Le concept du Jardinier, c’est vous qui l’avez inventé?
En 2017, j’ai quitté Tokyo car Joël Robuchon m’a envoyé à New-York pour l’ouverture d’un nouveau restaurant. Mais ce projet a pris du retard et comme le chef est malheureusement décédé, il n’a pas abouti. C’est alors que le promoteur m’a proposé de poursuivre l’aventure avec un autre concept… si j’en trouvais un! Je me suis donc enfermé chez moi quelques jours, j’ai repensé à mes quelques mois passés à New-York, pour réaliser qu’aux USA, le légume est toujours relayé au second plan: c’est le fameux «side», généralement vendu à part. Alors j’ai décidé de prendre le contrepied de cette vision: avec Le Jardinier, le végétal serait remis au cœur de l’assiette, sans pour autant proposer une cuisine entièrement végétale.
Votre expérience nippone a-t-elle inspiré votre démarche?
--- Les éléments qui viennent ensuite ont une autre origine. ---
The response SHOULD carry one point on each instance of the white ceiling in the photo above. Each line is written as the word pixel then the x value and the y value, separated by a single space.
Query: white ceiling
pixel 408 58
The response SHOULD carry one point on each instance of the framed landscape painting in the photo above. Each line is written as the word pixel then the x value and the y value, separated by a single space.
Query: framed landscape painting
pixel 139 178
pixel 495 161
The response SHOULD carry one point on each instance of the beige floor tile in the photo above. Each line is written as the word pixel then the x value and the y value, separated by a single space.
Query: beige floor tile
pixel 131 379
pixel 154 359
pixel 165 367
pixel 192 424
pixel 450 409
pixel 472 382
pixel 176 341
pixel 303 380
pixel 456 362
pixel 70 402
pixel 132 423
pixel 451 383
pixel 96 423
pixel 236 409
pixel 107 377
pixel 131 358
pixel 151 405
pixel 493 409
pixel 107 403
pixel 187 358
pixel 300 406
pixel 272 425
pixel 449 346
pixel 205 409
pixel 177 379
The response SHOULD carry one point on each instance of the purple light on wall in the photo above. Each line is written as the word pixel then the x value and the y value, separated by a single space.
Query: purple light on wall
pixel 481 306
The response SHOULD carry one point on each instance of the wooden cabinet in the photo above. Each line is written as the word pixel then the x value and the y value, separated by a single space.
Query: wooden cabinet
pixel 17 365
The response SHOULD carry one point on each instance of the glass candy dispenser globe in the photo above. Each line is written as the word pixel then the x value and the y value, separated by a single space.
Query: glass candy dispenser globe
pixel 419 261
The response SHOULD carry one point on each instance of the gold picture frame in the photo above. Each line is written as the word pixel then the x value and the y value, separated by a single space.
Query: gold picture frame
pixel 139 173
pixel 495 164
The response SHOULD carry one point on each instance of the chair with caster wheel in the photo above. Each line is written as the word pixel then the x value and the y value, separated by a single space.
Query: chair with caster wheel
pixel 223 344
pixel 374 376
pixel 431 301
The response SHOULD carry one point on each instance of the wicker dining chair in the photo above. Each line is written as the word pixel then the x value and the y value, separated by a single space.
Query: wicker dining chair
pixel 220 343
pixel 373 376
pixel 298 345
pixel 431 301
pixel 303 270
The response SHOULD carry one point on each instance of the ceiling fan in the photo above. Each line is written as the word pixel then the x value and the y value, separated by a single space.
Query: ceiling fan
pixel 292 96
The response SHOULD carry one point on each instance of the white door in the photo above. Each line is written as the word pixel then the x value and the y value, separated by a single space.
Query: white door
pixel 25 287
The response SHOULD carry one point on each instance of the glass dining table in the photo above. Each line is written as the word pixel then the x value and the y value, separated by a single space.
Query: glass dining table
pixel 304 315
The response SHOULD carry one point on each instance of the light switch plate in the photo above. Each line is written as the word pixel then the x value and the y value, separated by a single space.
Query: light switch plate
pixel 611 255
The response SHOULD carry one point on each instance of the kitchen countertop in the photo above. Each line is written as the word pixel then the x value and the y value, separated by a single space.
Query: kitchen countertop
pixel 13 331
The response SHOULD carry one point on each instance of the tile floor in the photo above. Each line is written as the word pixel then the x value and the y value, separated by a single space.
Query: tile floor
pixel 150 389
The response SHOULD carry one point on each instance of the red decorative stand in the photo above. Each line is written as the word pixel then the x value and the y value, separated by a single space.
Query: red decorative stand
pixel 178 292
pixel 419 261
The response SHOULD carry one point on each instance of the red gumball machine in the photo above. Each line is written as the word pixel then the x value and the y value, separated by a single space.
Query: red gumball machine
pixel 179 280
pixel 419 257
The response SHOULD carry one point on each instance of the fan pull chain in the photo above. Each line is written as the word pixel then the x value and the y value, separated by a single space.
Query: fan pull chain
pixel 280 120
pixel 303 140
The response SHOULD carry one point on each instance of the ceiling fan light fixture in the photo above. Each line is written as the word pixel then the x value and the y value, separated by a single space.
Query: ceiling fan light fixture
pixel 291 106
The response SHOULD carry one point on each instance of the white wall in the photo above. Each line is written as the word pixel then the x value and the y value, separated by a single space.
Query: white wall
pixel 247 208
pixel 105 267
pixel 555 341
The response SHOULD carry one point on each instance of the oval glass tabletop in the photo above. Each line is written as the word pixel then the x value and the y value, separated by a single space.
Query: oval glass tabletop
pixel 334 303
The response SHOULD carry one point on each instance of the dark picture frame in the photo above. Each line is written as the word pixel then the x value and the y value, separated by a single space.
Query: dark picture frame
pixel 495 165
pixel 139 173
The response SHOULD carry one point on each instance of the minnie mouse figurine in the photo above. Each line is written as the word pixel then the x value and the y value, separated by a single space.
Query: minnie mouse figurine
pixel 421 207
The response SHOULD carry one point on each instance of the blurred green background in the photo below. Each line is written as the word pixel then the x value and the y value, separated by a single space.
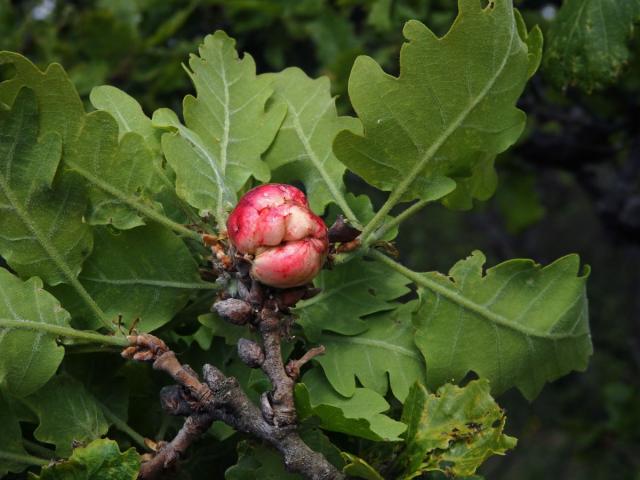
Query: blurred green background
pixel 572 184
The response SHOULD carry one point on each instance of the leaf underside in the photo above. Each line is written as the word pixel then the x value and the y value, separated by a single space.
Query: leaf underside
pixel 451 110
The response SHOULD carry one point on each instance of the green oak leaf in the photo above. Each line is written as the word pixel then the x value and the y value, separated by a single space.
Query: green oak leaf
pixel 120 174
pixel 227 127
pixel 130 117
pixel 59 104
pixel 587 42
pixel 127 112
pixel 350 292
pixel 258 461
pixel 67 413
pixel 41 228
pixel 10 439
pixel 359 468
pixel 99 460
pixel 383 355
pixel 360 415
pixel 29 358
pixel 517 325
pixel 451 110
pixel 302 150
pixel 454 430
pixel 146 273
pixel 363 210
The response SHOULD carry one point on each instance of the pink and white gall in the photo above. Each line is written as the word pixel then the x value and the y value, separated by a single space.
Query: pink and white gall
pixel 289 242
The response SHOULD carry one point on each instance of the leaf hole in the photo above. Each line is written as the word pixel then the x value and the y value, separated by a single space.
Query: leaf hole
pixel 7 71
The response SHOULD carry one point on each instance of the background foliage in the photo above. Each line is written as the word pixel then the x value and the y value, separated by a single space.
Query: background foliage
pixel 572 184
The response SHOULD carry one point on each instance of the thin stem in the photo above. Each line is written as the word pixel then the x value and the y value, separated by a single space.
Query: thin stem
pixel 64 331
pixel 453 295
pixel 38 449
pixel 136 205
pixel 24 459
pixel 123 426
pixel 397 220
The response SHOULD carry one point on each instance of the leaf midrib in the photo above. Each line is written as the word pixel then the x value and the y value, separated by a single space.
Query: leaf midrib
pixel 152 283
pixel 53 253
pixel 370 342
pixel 469 305
pixel 319 166
pixel 406 182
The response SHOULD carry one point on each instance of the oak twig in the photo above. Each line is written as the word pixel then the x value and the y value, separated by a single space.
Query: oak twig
pixel 221 398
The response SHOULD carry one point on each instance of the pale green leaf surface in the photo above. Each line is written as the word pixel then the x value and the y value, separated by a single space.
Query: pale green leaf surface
pixel 127 112
pixel 385 355
pixel 588 40
pixel 361 415
pixel 10 438
pixel 350 291
pixel 228 126
pixel 67 412
pixel 452 106
pixel 121 174
pixel 454 430
pixel 29 358
pixel 60 106
pixel 363 210
pixel 302 150
pixel 258 462
pixel 146 273
pixel 100 460
pixel 359 468
pixel 518 324
pixel 41 229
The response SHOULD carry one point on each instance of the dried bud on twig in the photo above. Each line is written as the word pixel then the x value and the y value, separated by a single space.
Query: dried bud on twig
pixel 250 353
pixel 234 310
pixel 174 402
pixel 342 232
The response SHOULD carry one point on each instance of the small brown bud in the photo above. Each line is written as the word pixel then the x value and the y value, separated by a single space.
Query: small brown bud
pixel 342 232
pixel 173 401
pixel 250 353
pixel 234 310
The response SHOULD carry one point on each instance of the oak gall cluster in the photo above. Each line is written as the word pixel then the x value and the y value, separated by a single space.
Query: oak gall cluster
pixel 288 241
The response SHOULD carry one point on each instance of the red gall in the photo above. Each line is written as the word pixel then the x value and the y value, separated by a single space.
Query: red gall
pixel 289 242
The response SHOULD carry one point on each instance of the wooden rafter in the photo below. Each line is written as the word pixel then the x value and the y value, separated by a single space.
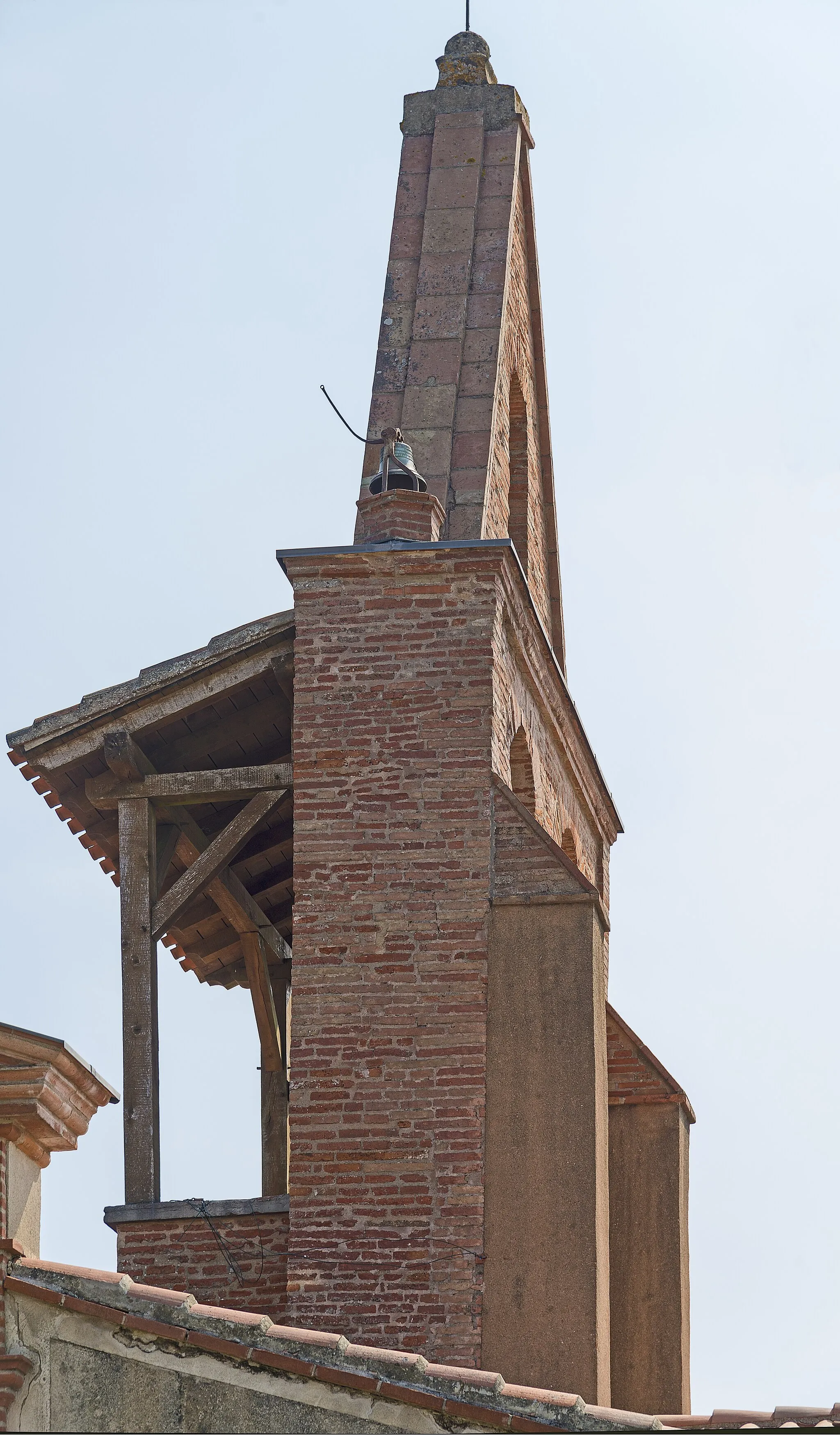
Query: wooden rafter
pixel 212 862
pixel 190 788
pixel 227 892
Mes 18 années passées au Japon m’ont énormément inspirées. Les Japonais sont plus connectés que nous à la nature. Ils l’honorent et la célèbrent quotidiennement. Le côté insulaire fait d’eux les champions incontestés de la localité. De plus, pour moi, intégrer mon environnement à ma cuisine est une chose naturelle, tout comme délaisser parfois les protéines animales pour plus de végétaux. C’est ainsi que je vis et que je me nourris depuis des années. La cuisine du Jardinier me correspond entièrement. J’ai aussi passé des années à cuisiner avec et pour l'élite. Aujourd’hui j’ai envie de partager mes connaissances avec plus de monde: plus qu’une technique culinaire, j’ai besoin qu’il y ait de l’intention derrière mes créations. Je voulais proposer de la simplicité, une cuisine gourmande qui valorise le terroir, sans lourdeur inutile: je pense que c’est réussi!
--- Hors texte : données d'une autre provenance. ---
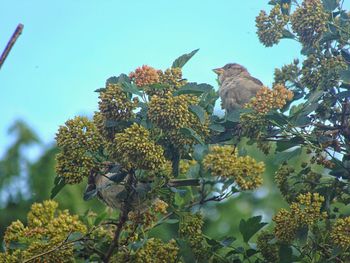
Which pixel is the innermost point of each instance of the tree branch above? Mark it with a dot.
(10, 44)
(125, 209)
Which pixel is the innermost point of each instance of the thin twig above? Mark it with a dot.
(114, 246)
(10, 44)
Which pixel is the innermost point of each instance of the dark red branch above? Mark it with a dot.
(10, 44)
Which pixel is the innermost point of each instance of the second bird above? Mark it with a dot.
(237, 86)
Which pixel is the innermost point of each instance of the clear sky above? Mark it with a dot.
(70, 47)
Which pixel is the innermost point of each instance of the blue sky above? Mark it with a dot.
(70, 47)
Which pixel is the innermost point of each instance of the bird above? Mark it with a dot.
(111, 188)
(236, 86)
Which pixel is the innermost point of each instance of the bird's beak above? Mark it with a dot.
(218, 71)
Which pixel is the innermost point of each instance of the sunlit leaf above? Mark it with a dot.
(182, 60)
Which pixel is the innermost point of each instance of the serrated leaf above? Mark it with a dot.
(60, 183)
(89, 194)
(131, 88)
(345, 75)
(171, 221)
(227, 241)
(13, 245)
(287, 34)
(284, 145)
(235, 115)
(199, 112)
(74, 236)
(182, 60)
(278, 118)
(285, 156)
(181, 192)
(100, 218)
(188, 132)
(217, 127)
(100, 90)
(194, 88)
(118, 177)
(285, 253)
(250, 227)
(343, 95)
(120, 79)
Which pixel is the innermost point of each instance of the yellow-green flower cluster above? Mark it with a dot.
(288, 72)
(191, 228)
(223, 161)
(270, 27)
(185, 166)
(77, 139)
(309, 22)
(47, 228)
(115, 104)
(319, 71)
(172, 77)
(144, 76)
(134, 149)
(160, 206)
(341, 232)
(156, 251)
(171, 112)
(268, 251)
(281, 179)
(253, 124)
(266, 99)
(305, 212)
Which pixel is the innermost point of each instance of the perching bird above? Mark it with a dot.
(237, 86)
(111, 190)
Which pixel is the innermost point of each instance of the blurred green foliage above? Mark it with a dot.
(37, 176)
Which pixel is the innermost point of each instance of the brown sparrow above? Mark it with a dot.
(109, 187)
(237, 86)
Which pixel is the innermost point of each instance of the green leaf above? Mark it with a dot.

Quelle a été l’influence de vos années passées aux côtés de Joël Robuchon?
Le Jardinier est ma création. Mais après toutes ces années passées à ses côtés, toute ma cuisine est influencée par Joël Robuchon! Premièrement, il y a cette volonté viscérale de vouloir faire toujours mieux. Puis cette capacité à toujours se remettre en question et à proposer une cuisine vivante, évolutive: je pense que nous partagions ça, c’est aussi son héritage. Même si ma cuisine s’éloigne de celle du chef, la recherche du goût, l’exigence et la qualité sont des marqueurs communs: ils devraient l’être pour toutes les cuisines, non?
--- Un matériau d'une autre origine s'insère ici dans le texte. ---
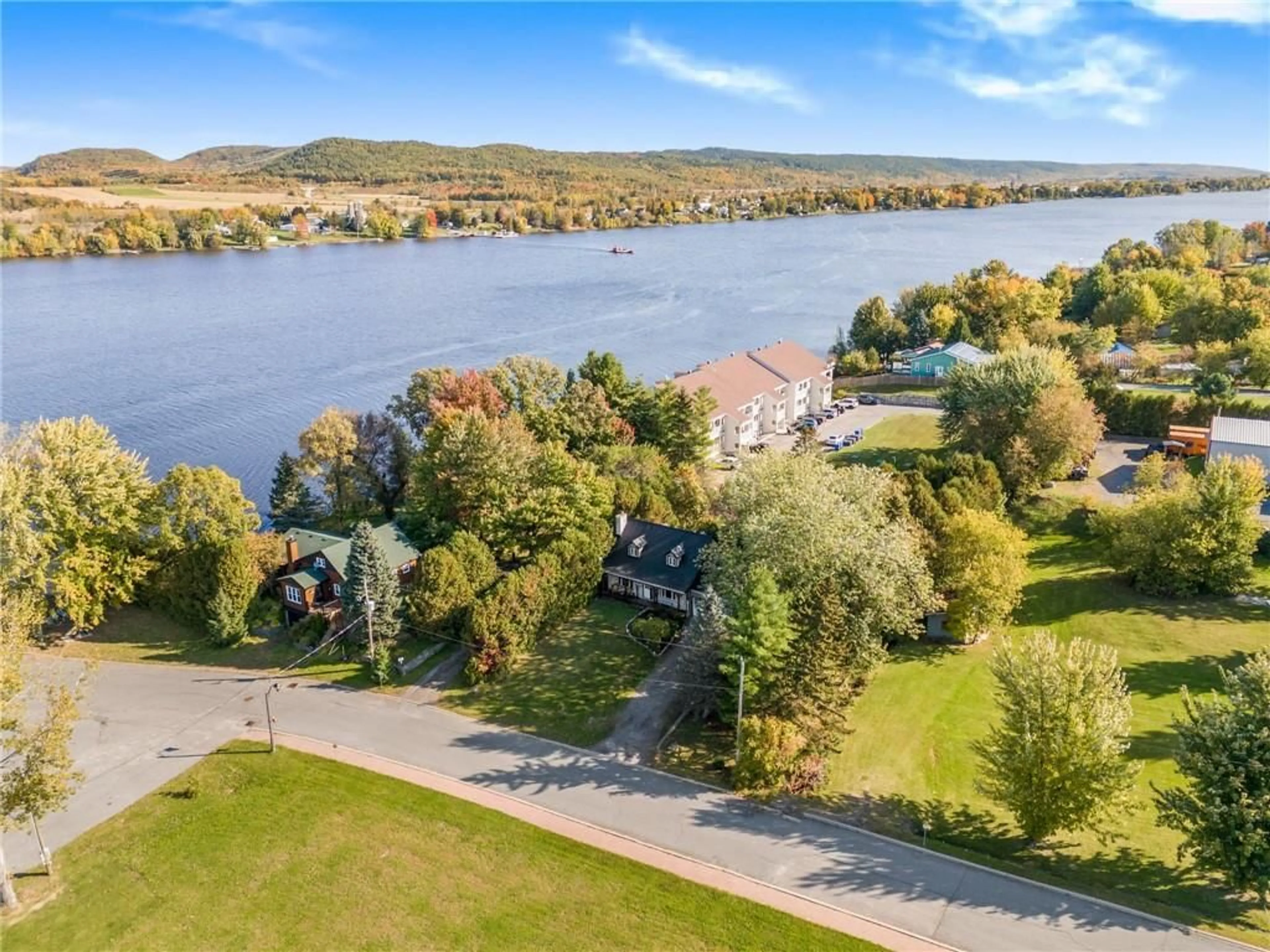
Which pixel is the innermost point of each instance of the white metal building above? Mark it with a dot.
(1234, 436)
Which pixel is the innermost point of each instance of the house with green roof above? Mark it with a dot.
(313, 575)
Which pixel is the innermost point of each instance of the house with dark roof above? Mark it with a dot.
(317, 564)
(655, 565)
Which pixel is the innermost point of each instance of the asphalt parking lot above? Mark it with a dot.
(849, 420)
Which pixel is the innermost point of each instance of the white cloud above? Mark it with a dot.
(1245, 12)
(1019, 18)
(755, 83)
(299, 44)
(1108, 75)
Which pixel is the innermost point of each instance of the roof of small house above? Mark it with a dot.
(968, 353)
(790, 361)
(733, 382)
(651, 567)
(307, 578)
(394, 542)
(310, 541)
(1238, 429)
(913, 352)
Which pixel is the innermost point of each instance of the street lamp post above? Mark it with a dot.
(269, 714)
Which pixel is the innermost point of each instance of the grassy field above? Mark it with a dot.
(573, 683)
(907, 756)
(134, 634)
(296, 852)
(135, 192)
(897, 441)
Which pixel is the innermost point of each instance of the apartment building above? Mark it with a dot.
(761, 391)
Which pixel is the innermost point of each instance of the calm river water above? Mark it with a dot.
(223, 358)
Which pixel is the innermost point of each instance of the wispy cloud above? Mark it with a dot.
(1043, 55)
(298, 42)
(1019, 18)
(1249, 13)
(1108, 75)
(754, 83)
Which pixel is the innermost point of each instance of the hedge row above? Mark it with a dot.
(1145, 413)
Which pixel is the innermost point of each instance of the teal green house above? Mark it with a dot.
(940, 364)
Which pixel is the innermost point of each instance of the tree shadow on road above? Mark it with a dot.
(549, 767)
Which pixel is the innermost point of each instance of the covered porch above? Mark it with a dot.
(646, 593)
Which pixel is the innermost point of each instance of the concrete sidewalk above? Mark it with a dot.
(145, 724)
(671, 862)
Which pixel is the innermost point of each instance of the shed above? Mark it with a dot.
(1240, 437)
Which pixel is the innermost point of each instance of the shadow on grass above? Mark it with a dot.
(929, 653)
(1165, 677)
(882, 456)
(573, 685)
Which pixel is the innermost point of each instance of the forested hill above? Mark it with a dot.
(511, 169)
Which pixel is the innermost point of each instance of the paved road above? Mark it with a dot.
(145, 724)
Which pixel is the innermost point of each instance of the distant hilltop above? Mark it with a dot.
(506, 169)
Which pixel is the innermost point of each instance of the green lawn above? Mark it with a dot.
(296, 852)
(135, 192)
(897, 440)
(135, 634)
(573, 683)
(907, 756)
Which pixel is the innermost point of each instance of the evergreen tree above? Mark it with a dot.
(291, 502)
(685, 424)
(235, 587)
(371, 578)
(760, 633)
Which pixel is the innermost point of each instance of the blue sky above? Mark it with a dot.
(1141, 80)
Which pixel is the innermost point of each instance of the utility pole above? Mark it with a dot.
(269, 714)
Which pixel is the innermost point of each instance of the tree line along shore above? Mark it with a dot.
(820, 578)
(40, 225)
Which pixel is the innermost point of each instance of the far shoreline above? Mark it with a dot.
(446, 234)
Quelle est l'autonomie de votre concept?
Je suis le directeur culinaire du The Bastion Collection Group qui est complètement indépendant du groupe Joël Robuchon International dont Le Jardinier n’a jamais fait partie. Dans ce groupe, Il y les quatre restaurants Le Jardinier USA, ainsi que celui de Genève et L’Atelier de Joël Robuchon du Design District à Miami pour lequel nous avons la franchise. Celui-ci a d'ailleurs obtenu deux macarons dès sa première année d’ouverture par la première édition floridienne du guide Michelin: ce fut une surprise incroyable, vraiment! Le Jardinier de New-York a aussi obtenu une étoile, j’en suis très heureux!
Quelle est la marge de manœuvre de chaque chef, en particulier celle d’Olivier Jean à Genève?
Plus que sa cuisine, chaque Jardinier a son univers et sa propre personnalité. Ce n‘est pas un concept «copy paste»: à Miami par exemple, tout est situé à l’extérieur, en terrasse; à Houston, le restaurant se trouve dans un musée et donne sur un jardin de sculptures; à New-York il est dans le quartier des affaires, telle une oasis en ville; et à Genève, il est installé dans ce magnifique écrin qu’est The Woodward. Je veux des décors intégrés au lieu et à la culture: mais il y a toujours un côté verdoyant. En ce qui concerne les chefs, ils ont une grande liberté! Si je me mettais à piloter le menu genevois depuis New-York, ça n’irait pas avec l’esprit de localité du Jardinier! Avec Olivier, nous nous étions croisés, mais nous ne nous connaissions pas. Cela dit, nous avons un background similaire et un langage commun: on se comprend très bien. Pour les recettes, l’élan créatif vient de lui. C’est lui qui crée les liens avec les fournisseurs. Je ne suis là que pour faire de l’affinage. En tout cas, nous sommes ravis de l'accueil du Jardinier à Genève et un 15/20 au Gault Millau, c’est une belle reconnaissance!
Et quel est l'avenir du concept dans le monde?
Hum, je ne peux pas trop en dire, mais sûrement un restaurant Le Jardinier dans une belle capitale européenne. Et peut-être une ouverture sur le côté Est des Etats-Unis où je pense que Le Jardinier trouvera son public.